Un inconfondibile austero accento tedesco introduce l’ultimo documentario di Werner Herzog e guida lo spettatore nei dieci capitoli di questo viaggio dantesco, inoltrandosi nelle profondità più oscure della nuova dimensione ultraterrena: internet.

Con la sua macchina da presa rigida e precisa, Herzog si avventura in una realtà talmente diffusa da essere ormai data per scontata, ma i cui angoli rimangono sconosciuti anche a chi se ne serve quotidianamente. Il regista tedesco conosce il mondo del web, ma il suo farne un uso limitato lo rende un esploratore curioso e inquisitorio, dubbioso e dichiaratamente impreparato, punto di vista necessario alla realizzazione di un capolavoro documentaristico. La ricchezza di Lo and behold – Internet: il futuro è oggi risiede proprio nella scelta di affrontare il mondo di internet con uno spirito di approfondimento che non tralascia nulla né si accontenta della superficie, riuscendo a raggiungere la sede di Lucifero con un’andatura morbida e alla portata di tutti, anche e soprattutto nei momenti dall’alto contenuto tecnico.
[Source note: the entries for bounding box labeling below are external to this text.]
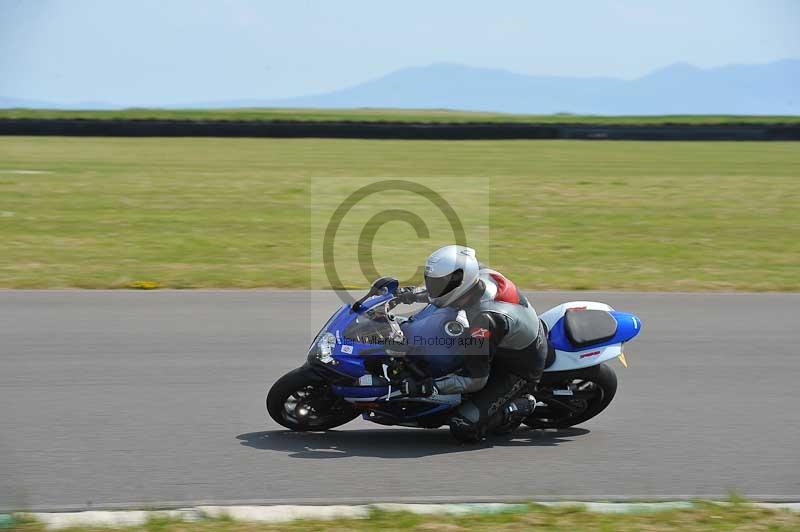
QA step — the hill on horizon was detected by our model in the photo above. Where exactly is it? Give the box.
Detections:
[0,59,800,115]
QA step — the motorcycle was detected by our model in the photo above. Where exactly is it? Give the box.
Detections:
[266,278,642,433]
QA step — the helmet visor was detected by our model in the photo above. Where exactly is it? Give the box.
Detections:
[425,268,464,297]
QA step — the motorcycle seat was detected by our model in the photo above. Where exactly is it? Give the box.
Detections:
[564,309,617,347]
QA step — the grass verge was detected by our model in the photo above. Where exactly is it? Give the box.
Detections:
[0,137,800,291]
[13,503,800,532]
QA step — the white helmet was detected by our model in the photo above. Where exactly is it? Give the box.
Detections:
[425,246,480,307]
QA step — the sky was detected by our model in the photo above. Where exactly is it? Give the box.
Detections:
[0,0,800,106]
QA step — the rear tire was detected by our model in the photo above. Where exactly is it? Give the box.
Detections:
[524,364,617,429]
[267,367,358,432]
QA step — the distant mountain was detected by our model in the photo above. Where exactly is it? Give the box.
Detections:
[0,59,800,115]
[264,59,800,115]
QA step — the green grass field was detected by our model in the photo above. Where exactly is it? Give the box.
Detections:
[0,137,800,291]
[0,108,800,125]
[11,502,800,532]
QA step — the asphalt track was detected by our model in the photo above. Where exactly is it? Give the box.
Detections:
[0,291,800,509]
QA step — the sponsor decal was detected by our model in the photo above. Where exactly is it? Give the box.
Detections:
[444,321,464,336]
[469,327,492,338]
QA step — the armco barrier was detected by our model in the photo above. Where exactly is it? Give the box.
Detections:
[0,118,800,140]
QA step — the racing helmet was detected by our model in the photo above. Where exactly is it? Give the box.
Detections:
[425,245,480,307]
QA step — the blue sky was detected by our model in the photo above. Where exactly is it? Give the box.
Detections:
[0,0,800,105]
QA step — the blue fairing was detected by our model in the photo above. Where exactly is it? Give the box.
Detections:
[403,305,464,377]
[550,310,642,352]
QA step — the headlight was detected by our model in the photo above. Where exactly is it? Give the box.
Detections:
[308,332,336,364]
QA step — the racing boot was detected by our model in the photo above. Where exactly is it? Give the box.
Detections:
[492,394,536,434]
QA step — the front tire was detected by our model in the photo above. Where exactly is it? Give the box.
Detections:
[524,364,617,429]
[267,367,358,432]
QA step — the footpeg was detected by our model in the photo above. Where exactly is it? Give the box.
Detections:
[506,394,536,422]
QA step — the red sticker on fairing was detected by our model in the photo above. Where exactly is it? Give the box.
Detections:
[469,327,492,338]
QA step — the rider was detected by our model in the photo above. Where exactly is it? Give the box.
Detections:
[399,245,549,441]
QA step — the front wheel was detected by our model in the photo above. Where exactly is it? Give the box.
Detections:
[267,368,358,431]
[524,364,617,429]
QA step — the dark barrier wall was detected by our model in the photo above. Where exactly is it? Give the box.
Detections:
[0,119,800,140]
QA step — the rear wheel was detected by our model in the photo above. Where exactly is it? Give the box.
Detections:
[267,368,358,431]
[524,364,617,429]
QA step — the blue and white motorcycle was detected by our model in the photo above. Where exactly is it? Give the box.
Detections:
[267,278,642,432]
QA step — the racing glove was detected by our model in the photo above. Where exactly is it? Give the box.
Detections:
[400,378,434,397]
[397,286,428,305]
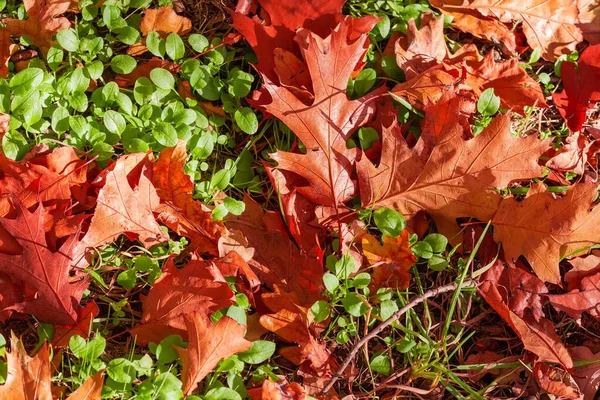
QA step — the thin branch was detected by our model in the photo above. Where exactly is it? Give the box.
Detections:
[321,280,478,394]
Dalle origini di internet nella stanza 3420 dell’UCLA di Los Angeles all’ipersensibilità elettromagnetica, passando per i progetti di vita su Marte e i centri di recupero per dipendenza da videogame, la narrazione di Virgilio-Herzog si aggira costantemente sul filo dell’ironia e della diffidenza, priva però di anacronistici moralismi e di sterili apologie degli strumenti del passato. Il futuro è oggi, ma è anche domani. Il progresso è inarrestabile e fuori controllo: appurato che il rifiuto di servirsi di internet è assolutamente insensato e inutile, l’invito di Herzog è quello di farne un uso moderato, controllato e intelligente che non sfoci mai nella dipendenza. Se internet dovesse smettere di funzionare all’improvviso, l’uomo che cosa farebbe? Sarebbe in grado di sopravvivere?